Paylaş
30 saniye önce sinirden ellerim titriyordu, şu anda New York’taki sanat piyasasıyla ilgili bilgi alıyorum.
15 saniye önce lanet okuyordum, şimdi Art Basel fuarında neler olduğunu tartışıyorum.
Çünkü ben oturduğum yerden dünyayla sohbet ruleti oynadım.
Anlayacağınız önce öldüm, sonra dirildim.
Sosyal ağların haramisi Demi Moore’un kocası Ashton Kutcher “Hayranım ben bu siteye” dediğinde merak etmiştim Chatroulette’i.
Bilgisayarın kamerasını ve mikrofonunu açıyorsunuz, o anda dünyada sizin gibi kanepesine kurulmuş Chatroulette’e bağlanan kişilerle konuşabiliyorsunuz.
Muhabbetin irtifası konusunda şunu söyleyeyim: Zemine paralel, hatta yerin dibi!
Flört etmek için ekranın karşısında arz-ı endam eden azgın güruhla hayatın anlamını konuşmayı beklemiyordum tabii ama yani cinsel organlarını kamuya açmaya meraklı kişi sayısının istatistiklere girecek kadar kaydadeğer olduğunu da bilemezdim.
Keşke bu bilgiden de eksik kalsaydım...
Neyse ki sitenin bir güzelliği var; karşınızda rezil bir teşhirci veya sıkıcı bir lafazan varsa ekranın sol üst köşesindeki “Next” düğmesine tıklıyorsunuz. “Geçiniz!” der gibi...
Rulet dönüyor, hop, saniyesinde sıradaki geliyor!
Tıklaya tıklaya Tunus’tan, Portekiz’den, İngiltere’den, İrlanda’dan, Fransa’dan, Rusya’dan onlarca kişiyle konuştum 3 saat boyunca.
SEKSE YÖNRELİK ŞEYLER
Bu sohbet kumarına İstanbul’dan bağlanan orta yaşlı Halil Bey de neler olduğunu tam çözememişti. “Her tür insan var burada.
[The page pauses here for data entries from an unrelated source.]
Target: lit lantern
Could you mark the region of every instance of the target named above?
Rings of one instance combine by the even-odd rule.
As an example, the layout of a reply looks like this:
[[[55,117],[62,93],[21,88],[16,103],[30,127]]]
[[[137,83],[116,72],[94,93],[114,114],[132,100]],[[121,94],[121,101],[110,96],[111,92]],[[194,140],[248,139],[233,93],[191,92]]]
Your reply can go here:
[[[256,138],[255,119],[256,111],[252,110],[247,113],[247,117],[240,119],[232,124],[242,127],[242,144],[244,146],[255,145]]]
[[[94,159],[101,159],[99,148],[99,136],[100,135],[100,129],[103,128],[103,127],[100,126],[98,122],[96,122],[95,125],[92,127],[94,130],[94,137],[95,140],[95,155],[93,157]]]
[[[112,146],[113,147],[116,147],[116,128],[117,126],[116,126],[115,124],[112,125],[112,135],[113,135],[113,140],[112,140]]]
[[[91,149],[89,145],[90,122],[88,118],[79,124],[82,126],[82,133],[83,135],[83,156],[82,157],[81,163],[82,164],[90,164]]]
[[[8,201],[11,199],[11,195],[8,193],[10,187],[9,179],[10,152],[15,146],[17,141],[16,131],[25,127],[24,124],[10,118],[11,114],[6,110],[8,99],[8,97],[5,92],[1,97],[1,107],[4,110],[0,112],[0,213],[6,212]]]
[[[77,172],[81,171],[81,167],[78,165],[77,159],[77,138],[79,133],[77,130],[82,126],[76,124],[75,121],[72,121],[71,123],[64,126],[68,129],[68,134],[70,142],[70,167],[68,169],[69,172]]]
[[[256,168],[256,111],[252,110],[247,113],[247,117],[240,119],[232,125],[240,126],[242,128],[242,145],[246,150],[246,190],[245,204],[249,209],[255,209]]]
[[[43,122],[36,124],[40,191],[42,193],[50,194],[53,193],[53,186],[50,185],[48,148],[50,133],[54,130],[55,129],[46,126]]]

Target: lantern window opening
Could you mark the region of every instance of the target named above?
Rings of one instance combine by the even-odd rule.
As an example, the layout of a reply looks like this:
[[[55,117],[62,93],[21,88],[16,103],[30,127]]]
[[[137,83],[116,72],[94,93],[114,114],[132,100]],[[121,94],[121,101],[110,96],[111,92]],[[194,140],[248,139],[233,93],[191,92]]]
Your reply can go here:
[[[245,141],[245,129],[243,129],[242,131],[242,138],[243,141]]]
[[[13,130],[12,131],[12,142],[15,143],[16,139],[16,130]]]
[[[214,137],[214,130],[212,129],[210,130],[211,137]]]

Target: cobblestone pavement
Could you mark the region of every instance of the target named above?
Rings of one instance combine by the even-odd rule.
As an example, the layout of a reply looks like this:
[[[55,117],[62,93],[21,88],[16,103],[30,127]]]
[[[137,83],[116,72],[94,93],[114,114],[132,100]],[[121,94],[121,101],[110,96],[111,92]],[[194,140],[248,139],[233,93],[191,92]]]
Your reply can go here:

Sekse yönelik şeyler de yaşanıyor gibi geldi” dedi sersemlemiş vaziyette.
“Sekse yönelik şeyler” kibar tasvir...
Ümidi kaybetmiş, Rus ruletinin bile daha insaflı olduğunu düşünmeye başlamışken karşıma New York’ta bir sanat galerisinde çalışan Michael Duma çıktı. Michael çok şükür ki giyinikti.
20’inci caddedeki Josee Bienvenu Galeri’de neler olup bittiğini dedikodularla süslü şekilde aktarmakla kalmadı, favori ressamlarımdan Mark Rothko’yu anlatan Sway Opinion filmiyle ilgili bilgiler verdi, tablolar gösterdi.
Anlayacağınız dünya ne Thomas Friedman’ın dediği gibi sadece düz ne de McLuhan’ın global köy tanımı yetiyor bu devri anlatmaya...
Bilgisayarın karşısına kurulduğumuzda bir dünya insan, tuhaf, tehlikeli, riskli ama kazanma ihtimaliniz olan bir kumar masasındayız ister istemez...
Liberal faşizmin faydaları
Liberal Faşizm adlı kitabın ABD’li sağcı yazarı Jonah Goldberg’le bundan bir yıl önce konuştuğumda oksimoron gibi görünen bu tamlamanın çıkış noktasını anlatmıştı. Özellikle ABD’deki liberal ve çevreci kesimin siyaseten doğruculuk üstünden herkese totaliter bir baskı kurduğundan söz ediyordu.
Evet siyaseten doğruculuğun da saçmalama sınırına geldiği, hayatı zorlaştırdığı oluyor.
Ama artık kesinlikle biliyorum ki sağduyudan nasibini almamış insanlara siyaseten doğruculuk dayatılmalı!
Mesela Murat Bardakçı’nın Pelin Batu ve tarihçi Erhan Afyoncu’yla yaptığı Tarihin Arka Odası adlı programı izlerken kapıldığım his budur!
Dünyadaki her konuya dalmak konusunda hiç beis görmemek şöyle dursun, aksine uzman olduğunu düşünen Murat Bardakçı “Uranyum takasına ne gerek var, nükleer atıklardan kurtulmak istiyorsanız Afrika’ya satın olsun bitsin” minvalinde öneriler getirirken diyelim ki kötü espri yapıyordu.
Ya da Pelin Batu’yu mütemadiyen hor görmek reyting stratejisi...
Hadi o da tamma, Batu’yu savunan Nuray Mert’e belden aşağı vuran bir yazı döşenmesi de köşe yazarlarının polemik geleneği...
Evet farz edelim ki eldeki bu veriler Murat Bardakçı’ya “Kadın düşmanlığına varan bir kabalık içindesiniz” demek için yeterli değil!
Peki sözün yazar Virginia Woolf’a geldiği programda feministler için “Olağanüstü çirkin olurlar” ifadesi için ne diyeceğiz?
Diyorum size; siyaseten doğruculuk kişilerin vicdanına bırakılmayacak kadar önemlidir.
Totaliter motaliter, şart koşacaksın!